We can see that without our weight and income column, we get the exact number of duplicate instances mentioned in the data dictionary.

> Number of instances data = 199523
    Duplicate or conflicting instances : 46716
 Number of instances in test = 99762
    Duplicate or conflicting instances : 20936

It is unclear where these are coming from and there is no ID to identify data subjects (as per the anonymization). Note that this is a significant number of rows to drop from our data and it could be that some of these duplicates are legitimate (two people with the same recorded attributes).

In [0]:
without_duplicates = train_df.drop_duplicates(subset=train_df.drop(columns=['instance weight', 'income']).columns)
without_duplicates.shape

Note: the Census does put a fair effort into deduplication. https://www.census.gov/newsroom/blogs/random-samplings/2021/04/how_we_unduplicated.html

>There are several reasons for duplicates in a census:
    We receive more than one response for an address.
    People are counted in more than one place because of potentially complex living situations.
    There might be an issue with the address — a housing unit is on our address list more than once or census materials are misdelivered.
    We use a special algorithm to resolve the first situation and a series of steps to resolve the second and third.

**Proposal**: we will drop these rows since there is no additional evidence that these are not corrupted (see data dict). 

For our tree learning algorithm, having duplicate rows would amount to weighting the data points which is really done through the instance weight column already, which we decided not to use for modelling. In real business situations, we'd explore the reason for duplication and make the best decision based on more in-depth understanding.

## Relationship to Target

We'd like to get a sense which columns are most strongly related to the target. We can do this by standard statistics and tests (chi2 or f-score). We leave the feature selection to the preprocessing notebook and explore select columns here that are promising predictors.

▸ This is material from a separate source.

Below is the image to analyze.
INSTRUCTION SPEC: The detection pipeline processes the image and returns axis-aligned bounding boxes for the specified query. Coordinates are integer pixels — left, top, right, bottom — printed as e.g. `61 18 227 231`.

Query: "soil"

Only weak relationship between the numeric features.

In [0]:
fig = px.imshow(
    train_df.select_dtypes('number').corr(),
    text_auto=True,
    color_continuous_scale='RdBu_r',
    zmin=-1,
    zmax=1
)
fig.show()

Between our target and the numeric features:

In [0]:
pyo.init_notebook_mode()

for col in train_df.select_dtypes('number'):
    fig = px.box(train_df, x=col, color="income")
    fig.show()

After a bit of transformations, we can get a better visual:

In [0]:
pyo.init_notebook_mode()

for col in train_df.select_dtypes('number'):
    filtered = train_df[train_df[col] > 0] # Note there are lot of data points filtered
    filtered[col] = np.log1p(filtered[col])
    fig = px.box(filtered, x=col, color="income")
    fig.show()

Observations:
- large earners are older on average
- we can see some expected relationship with wage and gains/losses as well as weeks worked

We could use a two-sample t-test for checking statistical significance of the difference in distributions (although need to be careful with the large sample size).

Finally, looking at our categorical fields, we can check pivot tables and chi2 scores, selecting the most significant results by a 0.001 p-value threshold to account for multiple testing:

In [0]:
from scipy.stats import chi2_contingency

# run on a sample, chi2 will give more false pos with super large samples
sample = train_df.sample(1000)

results = []
for col in train_df.select_dtypes('object').drop(columns=TARGET):
    contingency_table = sample.groupby([col, TARGET])[TARGET].count().unstack().fillna(0)
    chi2_stat, p_value, dof, expected = chi2_contingency(contingency_table)
    results.append(
        {
            'col': col,
            'chi2': chi2_stat,
            'p_value': p_value,
        }
    )
    
chi2_results = pd.DataFrame(results)

# significant with 0.1% cutoff to account for multiple testing
chi2_results[chi2_results["p_value"] < 0.001]

We can see that these are reasonable columns, industry, class of worker, employment status, etc are highly likely to affect the income. We expect these to show up in our modelling as well and help guide prioritizing feature selection.